Background information
- Born: 1953 (age 71–72) Aleppo, Syria
- Origin: Armenia
- Genres: patriotic songs
- Occupation: Singer
- Instrument: Vocals

= Karnig Sarkissian =

Armenian singer

Karnig Sarkissian (Գառնիկ Սարգսյան; Գառնիկ Սարգիսեան; born 1953) is an Armenian-American singer from Aleppo, Syria. He is best known throughout the Armenian diaspora for his performance of Armenian patriotic and revolutionary songs. He is a supporter of the Armenian Revolutionary Federation (ARF).

==Prison==
In 1982, Sarkissian, who was resident of Anaheim, California at the time, was convicted of taking part in a plot to bomb the Turkish Consulate in Philadelphia. According to the conviction, his accomplices were Viken Vasken Yacoubian of Glendale, Vicken Archavir Sarkissian Hovsepian of Santa Monica, Dikran Sarkis Berberian of Glendale, and Steven John Dadaian of Canoga Park. They were accused of being members of the militant group Justice Commandos of the Armenian Genocide (JCAG).

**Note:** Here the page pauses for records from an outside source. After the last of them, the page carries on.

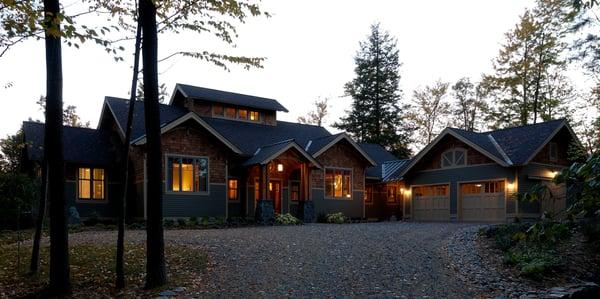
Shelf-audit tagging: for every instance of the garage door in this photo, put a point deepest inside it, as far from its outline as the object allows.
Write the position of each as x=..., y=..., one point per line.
x=431, y=203
x=482, y=202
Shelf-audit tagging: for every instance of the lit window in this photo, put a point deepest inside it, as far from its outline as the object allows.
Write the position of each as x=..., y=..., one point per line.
x=218, y=110
x=230, y=112
x=243, y=114
x=91, y=183
x=553, y=151
x=369, y=194
x=295, y=191
x=338, y=183
x=187, y=174
x=254, y=116
x=454, y=157
x=232, y=192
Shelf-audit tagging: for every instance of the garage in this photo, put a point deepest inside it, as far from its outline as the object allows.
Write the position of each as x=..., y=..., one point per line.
x=431, y=203
x=482, y=201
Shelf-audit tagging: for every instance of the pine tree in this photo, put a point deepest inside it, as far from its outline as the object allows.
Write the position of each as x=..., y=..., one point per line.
x=376, y=115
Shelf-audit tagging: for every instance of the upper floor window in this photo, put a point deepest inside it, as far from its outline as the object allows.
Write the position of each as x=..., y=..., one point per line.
x=187, y=174
x=454, y=157
x=553, y=151
x=232, y=188
x=91, y=183
x=338, y=183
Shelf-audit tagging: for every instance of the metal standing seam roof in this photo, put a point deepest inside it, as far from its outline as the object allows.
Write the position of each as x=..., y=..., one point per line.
x=227, y=97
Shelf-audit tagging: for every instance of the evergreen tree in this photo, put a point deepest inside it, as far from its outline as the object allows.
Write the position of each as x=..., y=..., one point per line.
x=376, y=115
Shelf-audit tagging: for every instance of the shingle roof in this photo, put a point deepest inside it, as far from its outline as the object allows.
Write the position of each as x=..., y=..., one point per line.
x=120, y=107
x=81, y=145
x=226, y=97
x=520, y=143
x=249, y=136
x=379, y=155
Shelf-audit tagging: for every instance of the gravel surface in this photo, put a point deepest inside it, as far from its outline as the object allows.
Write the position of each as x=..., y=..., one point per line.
x=380, y=260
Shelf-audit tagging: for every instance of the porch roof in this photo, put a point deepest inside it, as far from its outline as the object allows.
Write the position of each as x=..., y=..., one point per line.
x=267, y=153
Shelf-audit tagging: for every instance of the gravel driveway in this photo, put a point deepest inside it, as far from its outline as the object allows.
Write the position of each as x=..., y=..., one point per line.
x=392, y=259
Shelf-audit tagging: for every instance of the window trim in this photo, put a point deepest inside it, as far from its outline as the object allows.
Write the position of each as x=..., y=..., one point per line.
x=325, y=184
x=453, y=151
x=550, y=146
x=91, y=199
x=166, y=173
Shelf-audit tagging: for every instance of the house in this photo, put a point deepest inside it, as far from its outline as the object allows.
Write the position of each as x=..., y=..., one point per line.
x=469, y=176
x=227, y=155
x=224, y=155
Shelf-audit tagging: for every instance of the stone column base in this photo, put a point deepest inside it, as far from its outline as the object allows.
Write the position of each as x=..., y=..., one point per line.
x=306, y=211
x=264, y=214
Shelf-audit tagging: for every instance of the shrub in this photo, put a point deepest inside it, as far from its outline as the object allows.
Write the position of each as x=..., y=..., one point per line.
x=338, y=218
x=287, y=219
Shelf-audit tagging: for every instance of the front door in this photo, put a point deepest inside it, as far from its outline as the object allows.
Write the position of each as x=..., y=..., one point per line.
x=275, y=195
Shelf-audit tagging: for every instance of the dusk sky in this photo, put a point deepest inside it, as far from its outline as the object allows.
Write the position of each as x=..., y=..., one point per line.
x=309, y=46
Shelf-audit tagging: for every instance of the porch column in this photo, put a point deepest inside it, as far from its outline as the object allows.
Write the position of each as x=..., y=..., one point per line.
x=264, y=213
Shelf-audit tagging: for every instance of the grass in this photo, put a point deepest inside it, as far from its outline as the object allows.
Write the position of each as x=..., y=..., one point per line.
x=92, y=270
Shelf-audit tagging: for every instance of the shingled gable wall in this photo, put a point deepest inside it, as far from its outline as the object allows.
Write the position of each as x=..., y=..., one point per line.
x=340, y=155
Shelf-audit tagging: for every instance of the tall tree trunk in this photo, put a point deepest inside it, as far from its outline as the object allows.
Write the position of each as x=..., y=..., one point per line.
x=53, y=153
x=155, y=264
x=34, y=264
x=120, y=283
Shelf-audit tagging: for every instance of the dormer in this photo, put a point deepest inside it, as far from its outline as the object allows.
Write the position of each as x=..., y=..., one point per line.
x=227, y=105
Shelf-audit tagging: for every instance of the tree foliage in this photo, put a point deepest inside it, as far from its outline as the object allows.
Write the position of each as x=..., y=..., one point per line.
x=318, y=115
x=429, y=110
x=376, y=115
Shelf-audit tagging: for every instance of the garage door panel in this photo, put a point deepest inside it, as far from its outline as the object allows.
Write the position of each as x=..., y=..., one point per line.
x=484, y=206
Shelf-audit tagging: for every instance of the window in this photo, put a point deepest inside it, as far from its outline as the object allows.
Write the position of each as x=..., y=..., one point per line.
x=187, y=174
x=391, y=194
x=218, y=110
x=369, y=194
x=553, y=151
x=232, y=192
x=437, y=190
x=243, y=114
x=338, y=183
x=230, y=112
x=91, y=183
x=295, y=190
x=454, y=157
x=482, y=187
x=254, y=116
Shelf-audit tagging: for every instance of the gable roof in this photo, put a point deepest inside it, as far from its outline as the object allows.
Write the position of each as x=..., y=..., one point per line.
x=80, y=145
x=226, y=97
x=380, y=156
x=508, y=147
x=266, y=153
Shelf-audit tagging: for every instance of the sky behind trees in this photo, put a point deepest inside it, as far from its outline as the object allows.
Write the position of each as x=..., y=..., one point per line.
x=309, y=48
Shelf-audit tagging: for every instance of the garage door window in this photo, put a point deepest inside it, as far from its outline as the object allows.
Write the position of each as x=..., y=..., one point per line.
x=482, y=187
x=436, y=190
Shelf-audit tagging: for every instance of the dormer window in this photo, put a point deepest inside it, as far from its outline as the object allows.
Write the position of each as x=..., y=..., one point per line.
x=454, y=158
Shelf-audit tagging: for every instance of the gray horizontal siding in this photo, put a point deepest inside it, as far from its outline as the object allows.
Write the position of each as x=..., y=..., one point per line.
x=184, y=205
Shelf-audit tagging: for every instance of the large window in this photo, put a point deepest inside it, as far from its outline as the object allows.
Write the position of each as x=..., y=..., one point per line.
x=454, y=157
x=338, y=183
x=91, y=183
x=232, y=190
x=482, y=187
x=187, y=174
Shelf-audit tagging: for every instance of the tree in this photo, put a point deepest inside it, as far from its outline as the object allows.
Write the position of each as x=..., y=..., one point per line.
x=317, y=116
x=469, y=106
x=12, y=149
x=70, y=116
x=429, y=110
x=376, y=115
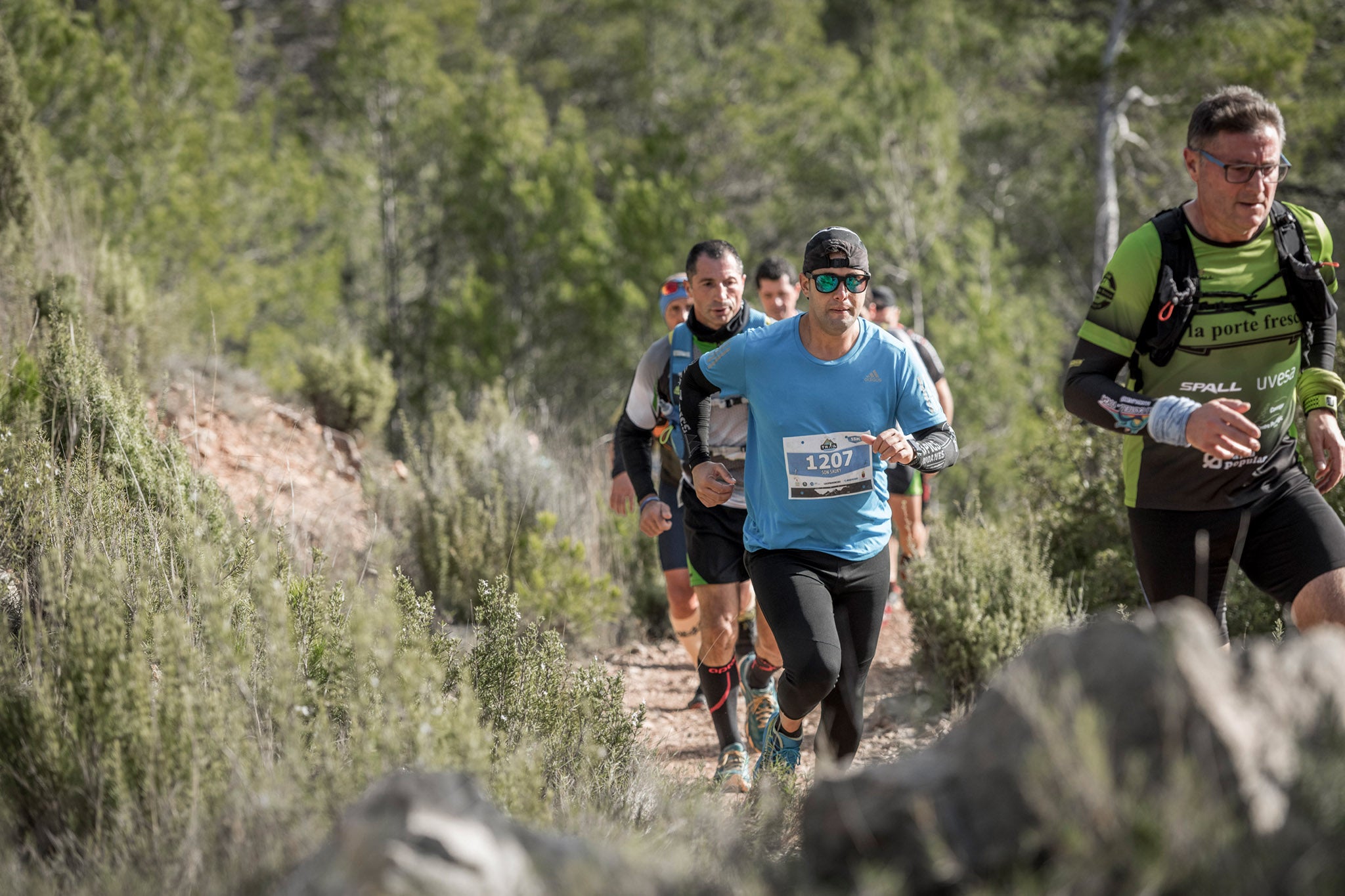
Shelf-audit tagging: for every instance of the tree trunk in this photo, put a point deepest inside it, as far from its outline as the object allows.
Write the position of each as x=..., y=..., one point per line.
x=382, y=116
x=1107, y=219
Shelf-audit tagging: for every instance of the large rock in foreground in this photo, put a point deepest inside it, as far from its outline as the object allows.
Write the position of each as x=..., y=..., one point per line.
x=435, y=834
x=1109, y=744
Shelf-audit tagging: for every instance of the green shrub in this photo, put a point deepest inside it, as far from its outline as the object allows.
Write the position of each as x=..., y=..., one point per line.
x=349, y=389
x=531, y=694
x=632, y=561
x=981, y=595
x=1078, y=504
x=182, y=712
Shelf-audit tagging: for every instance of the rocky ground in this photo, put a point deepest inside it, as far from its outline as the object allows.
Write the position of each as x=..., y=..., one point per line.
x=278, y=465
x=902, y=714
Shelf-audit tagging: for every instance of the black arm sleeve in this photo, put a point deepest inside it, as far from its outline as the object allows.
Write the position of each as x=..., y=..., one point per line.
x=618, y=458
x=695, y=414
x=634, y=445
x=935, y=448
x=1093, y=393
x=1323, y=354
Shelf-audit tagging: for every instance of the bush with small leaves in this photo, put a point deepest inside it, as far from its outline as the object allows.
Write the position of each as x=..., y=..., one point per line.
x=981, y=595
x=349, y=389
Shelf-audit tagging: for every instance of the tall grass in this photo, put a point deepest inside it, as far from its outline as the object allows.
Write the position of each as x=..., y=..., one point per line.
x=182, y=711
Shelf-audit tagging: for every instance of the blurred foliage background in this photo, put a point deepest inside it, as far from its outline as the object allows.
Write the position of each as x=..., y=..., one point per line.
x=489, y=192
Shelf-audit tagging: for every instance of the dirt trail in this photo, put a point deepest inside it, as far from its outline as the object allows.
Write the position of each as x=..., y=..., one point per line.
x=661, y=676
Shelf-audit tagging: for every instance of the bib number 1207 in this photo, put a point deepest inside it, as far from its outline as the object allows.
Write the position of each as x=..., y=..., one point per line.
x=827, y=465
x=834, y=461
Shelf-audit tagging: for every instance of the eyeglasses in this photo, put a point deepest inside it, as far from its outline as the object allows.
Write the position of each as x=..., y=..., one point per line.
x=830, y=282
x=1242, y=174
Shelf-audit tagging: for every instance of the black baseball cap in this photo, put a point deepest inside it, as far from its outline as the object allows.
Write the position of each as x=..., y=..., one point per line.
x=826, y=244
x=883, y=297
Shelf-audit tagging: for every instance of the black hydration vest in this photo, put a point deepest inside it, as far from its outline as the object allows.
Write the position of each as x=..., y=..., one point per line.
x=1178, y=293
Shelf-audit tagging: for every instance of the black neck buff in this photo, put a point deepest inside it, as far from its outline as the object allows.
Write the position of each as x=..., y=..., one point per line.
x=717, y=336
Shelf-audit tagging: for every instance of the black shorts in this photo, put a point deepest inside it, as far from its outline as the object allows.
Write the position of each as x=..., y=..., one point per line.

His prison sentence was cut short. After his release from prison, Karnig Sarkissian resumed his artistic activity and is a popular singer in the Armenian diaspora.

==Discography==
===Studio albums===
- Mayrigis (1977)
- Ho Hi Ta (1977)
- Hayotz Mardigner (1985)
- Lisbon Five (1989)
- Gharapaghi Engadznerin (1993)
- Meghavore Tashnagtsutyun (1995)
- Ezkush Kordzir Hayasdanum (1996)
- Ver Gats Joghovourt (1997)
- Heghapoghagan (1999)
- Abril 24 (1999)
- Zinial Baykar (1999)
- Lisbon 5 // Hayrigin Yerke (2004)
- Housher (2009)

===Live Albums===
- Live In Los Angeles (1988)
- Live In Concert (1995)

===Compilation Albums===
- Heghapoghashouchi Yerkarvesdi Janabare (2014)

===Singles===
- Partsratsir Partsratsour (1995)
- Bantarkyali Yerke (2008)
- Garo Kaplanian (2008)
- Hyrig (2008)
- Khachig Arabian (2008)
- Serj Tovmasian (2008)
- Haghterk Mardashounch (2008)
- Jeshmardoutyoun (2008)
- Nathaline Sarkisyan (2010)
- Baykare Hayots (feat. Garo Gaboudagian) (2011)
- Homentmen (2012)
- Yeraplur (2013)
- Baruyr Doudaklian (2013)
- Nemesis (2013)
- 50 Daris (2013)
- Syriahay Kacher (2013)
- Hay Dignotch Hamar (2014)
- Hin Houys Talar (2014)
- Vanetsi Gdrich (2014)
- Hokehankisd (2015)
- Arjani (feat. Sevak Amroyan) (2017)
- Arakadsi Kaykerk (2018)
- 100 Amyag Kaylerk (2018)
- Tebi Sassoun (feat. Harout Pamboukjian) (2018)
- Veradardzir (feat. Joseph Krikorian) (2018)
- Ganche Hoghin (feat. Tro Krikorian) (2018)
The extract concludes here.